The Chicago Tribune article Ted Glover of Off Tackle Empire quoted above addresses this. In 2006 Delany renegotiated a huge deal with ESPN, but not before BTN was born (it didn't start broadcasting until 2007, but there was no turning back in 2006). Who knows how much money, exactly, BTN is taking away from ESPN, but I can easily see how executives who think themselves God's gift to business would be pissed that they were forced to pay the B1G huge amounts of money and are still missing out on the games BTN airs. ESPN has absolutely no one to blame but themselves, but the fact remains that they look like idiots and B1G made out like a bandit with the BTN/new ESPN contract combination.

onetwentyeight's picture

I still don't understand the motivation behind ESPN "going after" OSU. I know the consensus theory seems to be its "B1G" bias but as this article pointed out, they treated JoePa with kid gloves to say the least. 

And add that to what I've noticed about their coverage of the other B1G teams and the whole B1G network vs ESECPN theory crumbles. Why would the WWL puff up Wisky the first half of the season so badly? (Lest you all forget, wisky was beign touted as the new kings of the B1G, RWilson wasn't a 5th year system qb who washed out at NC state, no, he was a Heisman FRONTRUNER). 

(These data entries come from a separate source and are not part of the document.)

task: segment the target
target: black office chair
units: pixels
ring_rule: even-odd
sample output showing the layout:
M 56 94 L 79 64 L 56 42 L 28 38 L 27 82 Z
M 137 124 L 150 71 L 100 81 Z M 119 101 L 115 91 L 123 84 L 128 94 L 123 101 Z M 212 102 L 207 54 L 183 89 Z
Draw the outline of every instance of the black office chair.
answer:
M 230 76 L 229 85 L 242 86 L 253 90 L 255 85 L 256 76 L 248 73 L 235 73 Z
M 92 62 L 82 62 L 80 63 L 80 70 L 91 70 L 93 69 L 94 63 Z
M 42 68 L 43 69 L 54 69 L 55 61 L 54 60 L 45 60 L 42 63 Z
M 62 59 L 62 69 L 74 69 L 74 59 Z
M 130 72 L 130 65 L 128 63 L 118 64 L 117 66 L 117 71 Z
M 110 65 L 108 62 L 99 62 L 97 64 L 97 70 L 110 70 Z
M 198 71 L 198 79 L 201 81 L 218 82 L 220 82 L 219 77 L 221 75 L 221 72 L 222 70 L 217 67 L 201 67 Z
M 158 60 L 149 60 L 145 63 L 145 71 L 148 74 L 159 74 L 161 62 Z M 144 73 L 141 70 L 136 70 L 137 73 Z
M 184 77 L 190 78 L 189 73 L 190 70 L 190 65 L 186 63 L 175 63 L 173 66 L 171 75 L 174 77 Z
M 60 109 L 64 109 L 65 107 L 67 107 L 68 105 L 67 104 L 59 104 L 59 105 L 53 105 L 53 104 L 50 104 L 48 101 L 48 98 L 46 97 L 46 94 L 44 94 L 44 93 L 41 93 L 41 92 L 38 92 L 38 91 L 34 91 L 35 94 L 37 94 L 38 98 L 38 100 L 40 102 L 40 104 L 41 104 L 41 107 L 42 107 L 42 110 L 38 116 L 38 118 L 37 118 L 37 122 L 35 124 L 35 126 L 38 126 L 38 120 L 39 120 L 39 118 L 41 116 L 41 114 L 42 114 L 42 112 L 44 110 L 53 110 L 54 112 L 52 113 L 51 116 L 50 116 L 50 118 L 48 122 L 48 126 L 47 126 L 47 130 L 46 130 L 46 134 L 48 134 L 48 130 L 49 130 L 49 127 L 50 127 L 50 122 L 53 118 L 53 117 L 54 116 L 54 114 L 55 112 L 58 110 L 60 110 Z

Then observe how ESPN beat the whole "MICHIGAN'S BACK BABY!!!" story line to death after their win over us (ughh) and subsequent bowl "victory". I took a long-distance drive this holiday season and listened to ESPN Radio App on my phone non stop ... and every other commercial was for the upcoming Bowl games, and each time they'd pimp how Michigan was returning to "GLORY" or "Nat'l relevance". 

 

I just don't get why they'd be biased ONLY AGAINST osu but NOT the other B1G teams ... if this was really a case of EsecPN trying to destroy the B1G. I'm not denying everything said by Ramzy in this article about how they've covered us. That's all true. But I think the REASON they decided to go after OSU isn't as simple as "SEC bias" or "Conflict of interest", etc. 

 

Fwiw, my personal take (No real evidence) is that in the aftermath of 2006, the narrative of OSU shifted. This was solidifed by what happened in 2007. For a long time, OSU has been good and nationally prominent/ relevant. When you're good, people will want to hate you. But until 2006, we hadn't given anybody any real reason on the field to criticize us. I think that, to folks in other parts of the country, there was a view that 2006 (and 07) "exposed" OSU as "overrated" and as "frauds" who beat up teams in a crappy conference and couldn't show up to play vs the big boys (the twin USC losses - went to both, still eat at me to this day - only solidified this sort of thinking). The 2006 loss was just so unexpected and so much of a complete BEATDOWN on every single level that it seemingly turned casual fans agianst OSU because they felt they'd been deceived into thinking OSU was good this whole time only to see us get de-pantsed on the biggest stage. (Yes its obviously wrong to draw such conclusions from 1 game, but I'm just pointing out that other fans may think this way). 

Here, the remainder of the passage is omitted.